Professor James Bryee, it will be admitted, is one of the fairest of critics in his review of the institutions of the United States; but he, too, comes to the conclusion[35] that the system of congressional government destroys the unity of the House (of representatives) as a legislative body; prevents the capacity of the best members from being brought to bear upon any one piece of legislation, however important; cramps debate; lessens the cohesion and harmony of legislation; gives facilities for the exercise of underhand and even corrupt influence; reduces responsibility; lowers the interest of the nation in the proceedings of congress.

In another place,[36] after considering the relations between the executive and the legislature, he expresses his opinion that the framers of the constitution have “so narrowed the sphere of the executive as to prevent it from leading the country, or even its own party in the country.”  They endeavoured “to make members of congress independent, but in doing so they deprived them of some of the means which European legislators enjoy of learning how to administer, of learning even how to legislate in administrative topics.  They condemned them to be architects without science, critics without experience, censors without responsibility.”

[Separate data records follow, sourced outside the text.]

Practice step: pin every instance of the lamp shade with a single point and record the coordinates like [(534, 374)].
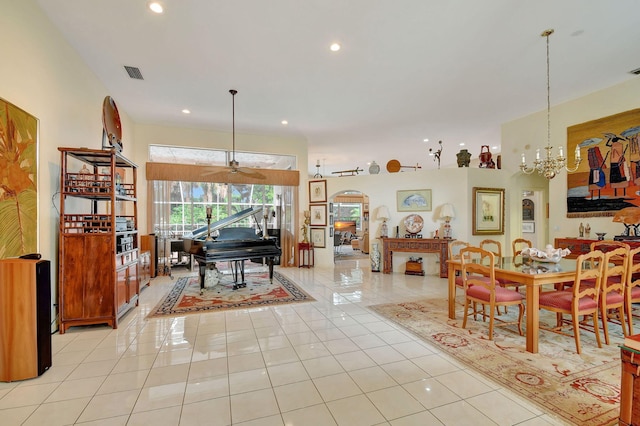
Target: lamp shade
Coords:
[(383, 213), (447, 212)]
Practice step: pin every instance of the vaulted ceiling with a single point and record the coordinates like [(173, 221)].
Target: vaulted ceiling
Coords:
[(407, 70)]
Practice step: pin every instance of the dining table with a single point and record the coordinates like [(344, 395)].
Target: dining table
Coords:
[(531, 274)]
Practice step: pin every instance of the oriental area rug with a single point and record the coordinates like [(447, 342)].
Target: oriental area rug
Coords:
[(580, 389), (185, 298)]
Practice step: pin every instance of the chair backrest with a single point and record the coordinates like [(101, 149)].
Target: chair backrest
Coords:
[(589, 267), (519, 244), (494, 247), (455, 247), (615, 272), (633, 268), (476, 264), (608, 245)]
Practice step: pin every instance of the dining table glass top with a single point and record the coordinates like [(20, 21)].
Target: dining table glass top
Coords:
[(533, 267)]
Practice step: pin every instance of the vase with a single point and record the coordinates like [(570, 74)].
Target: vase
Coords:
[(464, 158), (375, 258), (374, 168)]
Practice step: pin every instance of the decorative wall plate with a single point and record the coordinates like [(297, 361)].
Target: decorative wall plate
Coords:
[(413, 223), (393, 166), (111, 123)]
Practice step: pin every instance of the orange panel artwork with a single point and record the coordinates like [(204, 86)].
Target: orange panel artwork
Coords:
[(18, 181)]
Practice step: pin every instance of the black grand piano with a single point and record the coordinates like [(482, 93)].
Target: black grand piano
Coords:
[(232, 244)]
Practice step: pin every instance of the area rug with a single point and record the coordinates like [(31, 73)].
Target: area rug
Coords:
[(185, 298), (580, 389)]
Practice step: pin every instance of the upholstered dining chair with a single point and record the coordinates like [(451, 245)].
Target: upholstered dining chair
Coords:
[(481, 289), (454, 254), (612, 288), (632, 289), (578, 300), (495, 247), (520, 244)]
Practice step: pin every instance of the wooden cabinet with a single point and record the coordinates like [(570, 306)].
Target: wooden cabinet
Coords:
[(145, 269), (25, 318), (98, 245)]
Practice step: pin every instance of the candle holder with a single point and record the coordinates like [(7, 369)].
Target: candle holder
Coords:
[(208, 225), (305, 227)]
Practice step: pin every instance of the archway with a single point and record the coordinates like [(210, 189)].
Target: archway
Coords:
[(349, 225)]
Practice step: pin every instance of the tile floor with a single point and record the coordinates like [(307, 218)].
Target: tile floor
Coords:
[(329, 362)]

And further on, when discussing the faults of democratic government in the United States—­and Professor Bryce, we must remember, is on the whole most hopeful of its future—­he detects as amongst its characteristics “a certain commonness of mind and tone, a want of dignity and elevation in and about the conduct of public affairs, and insensibility to the nobler aspects and finer responsibilities of national life.”  Then he goes on to say[37] that representative and parliamentary system “provides the means of mitigating the evils to be feared from ignorance or haste, for it vests the actual conduct of affairs in a body of specially chosen and presumably qualified men, who may themselves intrust such of their functions as need peculiar knowledge or skill to a smaller governing body or bodies selected in respect of their more eminent fitness.  By this method the defects of democracy are remedied while its strength is retained.”  The members of American legislatures, being disjoined from the administrative offices, “are not chosen for their ability or experience; they are not much respected or trusted, and finding nothing exceptional expected from them, they behave as ordinary men.”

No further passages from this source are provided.